Los Angeles Angels 50/1 (10/1)
AJ: Forget it. Although I’m tempted to give the streaky Angels the nod for the fact that their odds have so desperately slid since pre-season, there’s no Rally Monkey in the hinterlands of Yorba Linda this year and definitely no bullpen to get them past the WC. Anyone know Scott Spiezio’s (and his playoffs-grown flavor saver) number?
KM: Forget it. Like the Rangers, the balls-out sprint required to make the playoffs by the Angels is going to be consuming and exhausting. I like Mike Scioscia a lot–I think he’ll get them into the postseason with Mike Trout, some spit n’ glue and a whole lot of black magic. Once they’re there, though, the wild card game could mash their bullpen and a potential showdown with Kansas City’s speed-based offense just doesn’t pencil out for them, pace-wise.

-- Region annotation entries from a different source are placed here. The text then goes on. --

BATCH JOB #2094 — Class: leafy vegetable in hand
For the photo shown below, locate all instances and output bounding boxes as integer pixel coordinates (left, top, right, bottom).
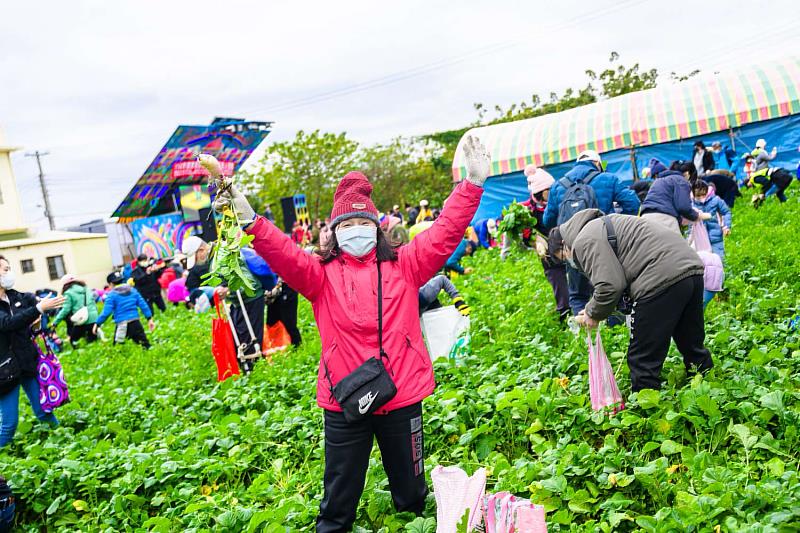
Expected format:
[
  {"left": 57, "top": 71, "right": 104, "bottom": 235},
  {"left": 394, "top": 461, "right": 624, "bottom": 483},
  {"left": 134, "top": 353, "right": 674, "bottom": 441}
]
[
  {"left": 497, "top": 202, "right": 536, "bottom": 236},
  {"left": 197, "top": 154, "right": 256, "bottom": 297}
]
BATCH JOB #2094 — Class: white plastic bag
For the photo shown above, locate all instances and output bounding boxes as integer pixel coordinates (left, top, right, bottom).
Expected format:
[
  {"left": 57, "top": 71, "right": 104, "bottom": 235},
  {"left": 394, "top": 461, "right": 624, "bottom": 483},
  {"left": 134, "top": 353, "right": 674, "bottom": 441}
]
[
  {"left": 421, "top": 305, "right": 469, "bottom": 360},
  {"left": 586, "top": 328, "right": 625, "bottom": 413}
]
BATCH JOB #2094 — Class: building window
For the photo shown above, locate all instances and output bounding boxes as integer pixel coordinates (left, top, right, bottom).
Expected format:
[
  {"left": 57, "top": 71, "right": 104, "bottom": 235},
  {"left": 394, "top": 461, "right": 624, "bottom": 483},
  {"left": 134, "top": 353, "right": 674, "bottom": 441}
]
[{"left": 47, "top": 255, "right": 66, "bottom": 280}]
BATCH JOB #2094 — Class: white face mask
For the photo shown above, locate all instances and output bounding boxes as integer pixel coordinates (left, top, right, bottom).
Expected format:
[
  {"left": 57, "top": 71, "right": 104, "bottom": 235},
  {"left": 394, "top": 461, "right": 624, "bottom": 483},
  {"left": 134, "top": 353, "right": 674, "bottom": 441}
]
[
  {"left": 336, "top": 224, "right": 378, "bottom": 257},
  {"left": 0, "top": 270, "right": 17, "bottom": 290}
]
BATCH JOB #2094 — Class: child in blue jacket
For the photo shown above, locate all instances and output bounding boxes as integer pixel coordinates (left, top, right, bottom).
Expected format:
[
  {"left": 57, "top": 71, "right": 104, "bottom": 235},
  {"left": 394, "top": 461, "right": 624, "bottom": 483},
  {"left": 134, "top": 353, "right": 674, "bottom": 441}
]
[
  {"left": 692, "top": 180, "right": 731, "bottom": 262},
  {"left": 93, "top": 272, "right": 156, "bottom": 348}
]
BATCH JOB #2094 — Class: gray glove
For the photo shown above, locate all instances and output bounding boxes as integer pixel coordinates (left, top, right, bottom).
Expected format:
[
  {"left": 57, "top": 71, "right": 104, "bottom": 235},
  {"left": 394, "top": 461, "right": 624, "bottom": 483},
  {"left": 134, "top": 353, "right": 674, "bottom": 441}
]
[
  {"left": 214, "top": 178, "right": 256, "bottom": 225},
  {"left": 464, "top": 135, "right": 492, "bottom": 187}
]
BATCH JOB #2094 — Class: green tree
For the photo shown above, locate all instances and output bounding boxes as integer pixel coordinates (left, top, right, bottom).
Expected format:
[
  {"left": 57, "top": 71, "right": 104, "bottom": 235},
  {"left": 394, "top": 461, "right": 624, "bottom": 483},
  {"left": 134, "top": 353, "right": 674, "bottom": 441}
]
[
  {"left": 360, "top": 137, "right": 452, "bottom": 212},
  {"left": 425, "top": 52, "right": 664, "bottom": 166},
  {"left": 586, "top": 52, "right": 658, "bottom": 98},
  {"left": 241, "top": 130, "right": 359, "bottom": 220}
]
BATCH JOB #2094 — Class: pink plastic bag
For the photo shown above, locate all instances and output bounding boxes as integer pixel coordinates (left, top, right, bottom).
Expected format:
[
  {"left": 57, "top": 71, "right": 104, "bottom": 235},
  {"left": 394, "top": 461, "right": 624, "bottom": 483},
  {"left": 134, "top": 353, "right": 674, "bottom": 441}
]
[
  {"left": 483, "top": 492, "right": 547, "bottom": 533},
  {"left": 689, "top": 218, "right": 711, "bottom": 252},
  {"left": 586, "top": 328, "right": 625, "bottom": 413}
]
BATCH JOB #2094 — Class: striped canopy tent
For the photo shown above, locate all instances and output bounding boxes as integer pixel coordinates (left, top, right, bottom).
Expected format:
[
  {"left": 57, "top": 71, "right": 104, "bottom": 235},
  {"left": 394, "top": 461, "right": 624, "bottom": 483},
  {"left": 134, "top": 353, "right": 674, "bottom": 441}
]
[{"left": 453, "top": 57, "right": 800, "bottom": 181}]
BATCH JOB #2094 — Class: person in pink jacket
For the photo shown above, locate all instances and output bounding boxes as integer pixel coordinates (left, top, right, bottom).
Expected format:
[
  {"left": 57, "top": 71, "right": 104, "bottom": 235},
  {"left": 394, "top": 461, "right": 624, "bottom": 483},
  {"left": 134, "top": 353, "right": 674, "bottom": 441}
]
[{"left": 207, "top": 137, "right": 489, "bottom": 533}]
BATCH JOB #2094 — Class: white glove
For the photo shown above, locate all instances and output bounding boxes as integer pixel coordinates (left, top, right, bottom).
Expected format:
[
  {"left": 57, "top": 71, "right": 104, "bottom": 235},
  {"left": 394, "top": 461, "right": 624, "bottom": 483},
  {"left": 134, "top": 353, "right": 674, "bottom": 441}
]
[
  {"left": 214, "top": 178, "right": 256, "bottom": 225},
  {"left": 464, "top": 135, "right": 492, "bottom": 187}
]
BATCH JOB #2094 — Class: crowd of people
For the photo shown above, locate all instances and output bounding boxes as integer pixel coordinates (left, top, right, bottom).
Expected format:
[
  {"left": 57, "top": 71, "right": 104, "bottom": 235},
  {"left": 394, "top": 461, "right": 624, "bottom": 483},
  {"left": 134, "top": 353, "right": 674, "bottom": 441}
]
[{"left": 0, "top": 137, "right": 791, "bottom": 532}]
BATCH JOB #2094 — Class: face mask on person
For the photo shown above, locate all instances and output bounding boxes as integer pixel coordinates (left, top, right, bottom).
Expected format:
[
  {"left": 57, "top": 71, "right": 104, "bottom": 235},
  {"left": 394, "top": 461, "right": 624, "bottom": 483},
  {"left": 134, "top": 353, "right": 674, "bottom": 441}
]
[
  {"left": 336, "top": 224, "right": 378, "bottom": 257},
  {"left": 0, "top": 270, "right": 17, "bottom": 290}
]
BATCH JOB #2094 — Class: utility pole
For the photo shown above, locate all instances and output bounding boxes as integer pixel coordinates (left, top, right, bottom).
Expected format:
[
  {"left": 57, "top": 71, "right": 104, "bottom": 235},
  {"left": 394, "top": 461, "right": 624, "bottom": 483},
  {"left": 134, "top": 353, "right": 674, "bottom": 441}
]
[{"left": 25, "top": 150, "right": 56, "bottom": 231}]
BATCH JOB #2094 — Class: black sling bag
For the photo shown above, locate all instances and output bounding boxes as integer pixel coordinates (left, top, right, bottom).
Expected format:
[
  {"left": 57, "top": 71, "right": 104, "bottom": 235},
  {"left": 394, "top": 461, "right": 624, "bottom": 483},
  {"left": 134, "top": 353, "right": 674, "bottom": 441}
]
[{"left": 322, "top": 262, "right": 397, "bottom": 423}]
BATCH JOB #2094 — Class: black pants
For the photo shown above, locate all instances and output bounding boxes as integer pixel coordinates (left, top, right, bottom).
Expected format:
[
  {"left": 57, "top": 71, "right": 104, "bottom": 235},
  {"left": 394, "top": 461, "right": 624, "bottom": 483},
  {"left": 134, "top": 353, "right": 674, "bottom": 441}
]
[
  {"left": 142, "top": 292, "right": 167, "bottom": 313},
  {"left": 114, "top": 320, "right": 150, "bottom": 348},
  {"left": 317, "top": 403, "right": 428, "bottom": 533},
  {"left": 542, "top": 259, "right": 568, "bottom": 317},
  {"left": 628, "top": 276, "right": 714, "bottom": 392},
  {"left": 267, "top": 283, "right": 303, "bottom": 346},
  {"left": 231, "top": 296, "right": 264, "bottom": 372}
]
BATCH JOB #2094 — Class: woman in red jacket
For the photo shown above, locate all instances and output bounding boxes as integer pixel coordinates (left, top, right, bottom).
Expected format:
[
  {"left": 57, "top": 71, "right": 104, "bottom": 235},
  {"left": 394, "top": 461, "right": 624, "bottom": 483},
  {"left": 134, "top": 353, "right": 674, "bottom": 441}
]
[{"left": 202, "top": 137, "right": 489, "bottom": 533}]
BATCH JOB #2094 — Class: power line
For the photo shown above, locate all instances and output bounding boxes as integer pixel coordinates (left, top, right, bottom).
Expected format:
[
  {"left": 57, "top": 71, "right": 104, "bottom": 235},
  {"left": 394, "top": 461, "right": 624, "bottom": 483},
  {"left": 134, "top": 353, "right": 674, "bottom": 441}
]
[
  {"left": 241, "top": 0, "right": 647, "bottom": 114},
  {"left": 25, "top": 150, "right": 56, "bottom": 230}
]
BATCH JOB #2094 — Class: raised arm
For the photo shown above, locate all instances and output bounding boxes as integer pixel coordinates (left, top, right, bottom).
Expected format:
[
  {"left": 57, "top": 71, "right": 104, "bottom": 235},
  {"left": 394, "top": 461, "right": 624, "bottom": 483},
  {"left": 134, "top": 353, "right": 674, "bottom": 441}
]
[
  {"left": 198, "top": 154, "right": 326, "bottom": 301},
  {"left": 247, "top": 217, "right": 325, "bottom": 301},
  {"left": 398, "top": 181, "right": 483, "bottom": 287}
]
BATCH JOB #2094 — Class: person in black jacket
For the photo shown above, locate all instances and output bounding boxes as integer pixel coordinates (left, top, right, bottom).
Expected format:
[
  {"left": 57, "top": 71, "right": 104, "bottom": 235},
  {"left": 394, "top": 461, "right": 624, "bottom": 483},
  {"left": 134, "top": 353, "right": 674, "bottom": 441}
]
[
  {"left": 131, "top": 254, "right": 167, "bottom": 313},
  {"left": 690, "top": 141, "right": 716, "bottom": 178},
  {"left": 0, "top": 256, "right": 64, "bottom": 448}
]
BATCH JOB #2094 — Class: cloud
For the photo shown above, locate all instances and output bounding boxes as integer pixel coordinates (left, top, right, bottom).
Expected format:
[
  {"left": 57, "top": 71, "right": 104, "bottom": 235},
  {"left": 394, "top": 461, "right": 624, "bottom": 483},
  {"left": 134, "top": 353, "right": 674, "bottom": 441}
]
[{"left": 0, "top": 0, "right": 800, "bottom": 229}]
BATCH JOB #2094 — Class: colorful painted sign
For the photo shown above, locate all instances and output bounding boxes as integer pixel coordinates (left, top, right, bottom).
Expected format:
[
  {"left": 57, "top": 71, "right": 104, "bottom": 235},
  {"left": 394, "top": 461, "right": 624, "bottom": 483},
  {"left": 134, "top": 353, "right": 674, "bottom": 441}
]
[
  {"left": 453, "top": 56, "right": 800, "bottom": 181},
  {"left": 131, "top": 214, "right": 203, "bottom": 258},
  {"left": 112, "top": 119, "right": 271, "bottom": 222},
  {"left": 178, "top": 185, "right": 211, "bottom": 221}
]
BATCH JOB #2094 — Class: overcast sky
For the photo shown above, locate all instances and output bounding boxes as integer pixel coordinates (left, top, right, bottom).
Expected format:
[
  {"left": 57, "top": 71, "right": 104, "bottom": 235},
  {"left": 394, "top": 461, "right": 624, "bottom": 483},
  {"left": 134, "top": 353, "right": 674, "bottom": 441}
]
[{"left": 0, "top": 0, "right": 800, "bottom": 227}]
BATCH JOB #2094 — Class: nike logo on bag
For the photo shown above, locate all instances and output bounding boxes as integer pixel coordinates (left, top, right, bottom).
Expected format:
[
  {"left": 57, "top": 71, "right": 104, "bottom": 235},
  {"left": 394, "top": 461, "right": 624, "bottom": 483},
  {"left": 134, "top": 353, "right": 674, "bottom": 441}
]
[{"left": 358, "top": 391, "right": 380, "bottom": 415}]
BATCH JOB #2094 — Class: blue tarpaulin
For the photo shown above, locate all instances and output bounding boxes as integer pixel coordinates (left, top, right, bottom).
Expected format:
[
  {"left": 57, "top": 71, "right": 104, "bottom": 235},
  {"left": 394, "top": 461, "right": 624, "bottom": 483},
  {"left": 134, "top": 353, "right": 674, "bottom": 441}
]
[{"left": 473, "top": 115, "right": 800, "bottom": 221}]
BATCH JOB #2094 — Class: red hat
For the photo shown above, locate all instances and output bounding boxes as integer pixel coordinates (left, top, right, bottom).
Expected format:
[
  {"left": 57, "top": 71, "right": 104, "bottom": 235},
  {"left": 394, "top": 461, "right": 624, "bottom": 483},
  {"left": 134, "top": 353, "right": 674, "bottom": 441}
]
[{"left": 331, "top": 172, "right": 378, "bottom": 228}]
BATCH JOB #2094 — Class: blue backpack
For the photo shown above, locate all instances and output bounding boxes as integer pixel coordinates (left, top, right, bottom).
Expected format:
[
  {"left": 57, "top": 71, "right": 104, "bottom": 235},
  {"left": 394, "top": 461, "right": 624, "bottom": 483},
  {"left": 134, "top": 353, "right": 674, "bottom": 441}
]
[{"left": 557, "top": 170, "right": 600, "bottom": 226}]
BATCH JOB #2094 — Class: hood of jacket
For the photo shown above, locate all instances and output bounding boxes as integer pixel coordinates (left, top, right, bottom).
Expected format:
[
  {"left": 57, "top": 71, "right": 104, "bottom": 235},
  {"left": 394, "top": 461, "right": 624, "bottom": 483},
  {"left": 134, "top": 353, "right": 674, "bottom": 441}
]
[
  {"left": 564, "top": 161, "right": 603, "bottom": 181},
  {"left": 560, "top": 209, "right": 603, "bottom": 248}
]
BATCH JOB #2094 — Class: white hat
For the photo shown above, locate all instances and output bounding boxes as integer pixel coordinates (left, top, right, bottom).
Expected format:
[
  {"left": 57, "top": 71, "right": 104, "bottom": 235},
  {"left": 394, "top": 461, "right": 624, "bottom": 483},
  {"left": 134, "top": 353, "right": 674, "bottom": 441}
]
[
  {"left": 181, "top": 235, "right": 206, "bottom": 268},
  {"left": 578, "top": 150, "right": 602, "bottom": 163}
]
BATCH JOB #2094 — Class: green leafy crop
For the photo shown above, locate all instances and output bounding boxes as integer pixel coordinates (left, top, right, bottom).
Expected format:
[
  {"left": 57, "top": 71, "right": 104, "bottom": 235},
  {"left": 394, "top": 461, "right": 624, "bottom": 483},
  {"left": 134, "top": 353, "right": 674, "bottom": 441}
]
[
  {"left": 497, "top": 201, "right": 536, "bottom": 236},
  {"left": 203, "top": 213, "right": 256, "bottom": 297},
  {"left": 0, "top": 189, "right": 800, "bottom": 533}
]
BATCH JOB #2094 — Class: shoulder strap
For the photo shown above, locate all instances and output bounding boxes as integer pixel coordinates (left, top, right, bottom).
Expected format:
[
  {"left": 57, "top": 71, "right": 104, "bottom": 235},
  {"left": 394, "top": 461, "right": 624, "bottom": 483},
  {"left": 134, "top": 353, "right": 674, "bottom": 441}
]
[
  {"left": 375, "top": 261, "right": 389, "bottom": 359},
  {"left": 603, "top": 215, "right": 619, "bottom": 256}
]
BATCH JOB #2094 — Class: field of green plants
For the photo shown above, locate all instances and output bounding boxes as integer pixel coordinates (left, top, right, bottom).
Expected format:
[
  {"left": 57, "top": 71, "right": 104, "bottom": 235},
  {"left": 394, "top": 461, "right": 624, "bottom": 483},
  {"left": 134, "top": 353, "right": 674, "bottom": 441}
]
[{"left": 0, "top": 196, "right": 800, "bottom": 532}]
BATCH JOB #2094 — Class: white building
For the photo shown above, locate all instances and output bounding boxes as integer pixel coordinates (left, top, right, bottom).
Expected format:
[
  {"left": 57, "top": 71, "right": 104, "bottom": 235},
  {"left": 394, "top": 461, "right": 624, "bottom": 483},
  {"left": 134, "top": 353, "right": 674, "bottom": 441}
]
[{"left": 0, "top": 126, "right": 112, "bottom": 291}]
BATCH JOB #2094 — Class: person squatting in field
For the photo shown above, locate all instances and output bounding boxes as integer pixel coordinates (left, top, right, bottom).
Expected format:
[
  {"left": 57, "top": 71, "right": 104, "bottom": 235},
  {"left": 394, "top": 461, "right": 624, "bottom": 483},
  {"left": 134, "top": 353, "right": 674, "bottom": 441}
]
[
  {"left": 201, "top": 137, "right": 489, "bottom": 533},
  {"left": 548, "top": 209, "right": 713, "bottom": 392}
]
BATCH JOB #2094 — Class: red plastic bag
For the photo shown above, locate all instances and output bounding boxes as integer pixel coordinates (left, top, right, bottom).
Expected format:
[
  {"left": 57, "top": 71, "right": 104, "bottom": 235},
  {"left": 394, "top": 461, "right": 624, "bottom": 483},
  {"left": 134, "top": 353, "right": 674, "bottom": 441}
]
[
  {"left": 211, "top": 293, "right": 239, "bottom": 381},
  {"left": 263, "top": 320, "right": 292, "bottom": 355},
  {"left": 586, "top": 328, "right": 625, "bottom": 413}
]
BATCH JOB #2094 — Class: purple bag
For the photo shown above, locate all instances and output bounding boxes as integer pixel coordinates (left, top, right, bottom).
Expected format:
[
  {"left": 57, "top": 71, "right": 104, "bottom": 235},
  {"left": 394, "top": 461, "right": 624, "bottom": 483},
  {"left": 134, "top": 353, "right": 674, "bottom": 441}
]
[{"left": 34, "top": 334, "right": 69, "bottom": 413}]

Minnesota Twins 50/1 (100/1)
AJ: Forget it. The Twins have to win at least 8 of their remaining 13 to have a chance for a wild card berth. The last time the Twinkies won 8 of their final 13, Kirby Puckett was climbing fences and Frank Viola was baffling Paul Molitor with filthy 82-mph breaking stuff. The Twins stayed relevant all year which is more than I can say for fellow L’Etoile du nord(er) Michelle Bachmann. If you do take ‘em at 50/1, hedge that a little with Cleveland at 100/1.
KM: Forget it. The Twinks have been assigned a closing schedule that will end someone: seven with the Indians, three with Kansas City to end the season and a three game shot of the Tigers in there for good measure. The Indians (more on them presently) play like Dale Earnhart and even with KC’s foot off the gas you’re likely not going to get more than one gimmee from the defending league champs. Check back in 2016.
Cleveland Indians 100/1 (25/1)
AJ: Bet it. The teams are taking it down to the dinner bell with a genre-defining showdown at Target Field in Minneapolis. The Twins thus far lead the season series by a pair of games despite being outscored. The Tribe has an eight percent chance of getting a wild card berth with the Twins’ odds slipping below six percent. Both teams trail the Astros in the wild card by at least four games, though Houston is showing signs of fading as well. All that said, I don’t need to go deep into Cleveland’s lineup other than the fact that I know Tom Berenger is showing Charlie Sheen it’s not just about throwing fast and living fast…it’s about embracing the moment. At 100/1, I’m embracing that moment.
KM: Editor’s Note: Kyle decided to abstain. Once the Major League references start, there’s really nothing more to say.